Monday, Oct. 22, 1984

No one was more surprised than TIME Correspondent Jack E. White when he was tapped as a panelist for last week's debate between Vice-Presidential Candidates George Bush and Geraldine Ferraro. White was at his parents' home in Washington when he was informed by TIME'S news desk that League of Women Voters' President Dorothy Ridings was phoning to try to enlist him. White accepted the invitation with alacrity.

In a sense, he has spent the entire year preparing for the event. During the primeries, White helped cover all three of the major candidates for the Democratic nomination. He has contributed to five political cover stories since August 1983, including two on the campaign of the Rev. Jesse Jackson. Since the Democratic Convention, he has traveled with both Ferraro and Mondale and interviewed them for TIME.

Never having met Bush previously, White conferred with TIME colleagues who had covered the Vice President. They included Washington Bureau Chief Robert Ajemian, White House Correspondent Douglas Brew and Los Angeles Correspondent Melissa Ludtke, who has been traveling with Bush since early September.

White met with his three fellow panelists before the debate. "We wanted to be sure that, given the rigid format, we would strike a balance," he says. "There was a need to cover as many subjects as possible, but we also hoped to dig deep, to get the debaters to be specific or maybe to say something unpredictable. Because I have been covering racial affairs since 1967, I insisted on including questions on civil rights, particularly as the issue had not been raised in the presidential debate the week before. And of course the questions to the two candidates could not be identical; you couldn't ask Bush his reaction as a mother to the possibility of war in Central America."

White found the panelist's perspective to be a novel one. "I was surprised to find how different things looked to me than they did to the television audience. I was struck by Bush's apparent nervousness and by the seeming staginess of some of Ferraro's responses. But after it was over, I was told they did not come across that way at all on TV."

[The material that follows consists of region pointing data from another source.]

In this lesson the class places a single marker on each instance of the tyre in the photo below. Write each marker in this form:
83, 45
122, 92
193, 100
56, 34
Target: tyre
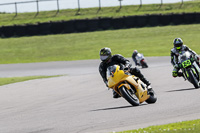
152, 98
193, 79
131, 98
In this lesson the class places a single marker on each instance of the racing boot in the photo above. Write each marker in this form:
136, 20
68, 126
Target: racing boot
180, 74
147, 83
115, 94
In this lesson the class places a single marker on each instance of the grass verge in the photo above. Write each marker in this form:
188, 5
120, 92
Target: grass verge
70, 14
5, 81
152, 41
179, 127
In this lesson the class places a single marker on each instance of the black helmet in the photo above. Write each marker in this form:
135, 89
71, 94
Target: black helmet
105, 54
178, 43
135, 52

White is not the only TIME correspondent on television this month. On Oct. 24, William McWhirter, who was Caribbean bureau chief until his move to Bonn in July, will be the focus of a one-hour PBS documentary on the difficulties encountered by journalists who covered the U.S. invasion of Grenada one year ago. Says McWhirter: "The issue of the press's role was second only to that of the controversy surrounding the invasion itself."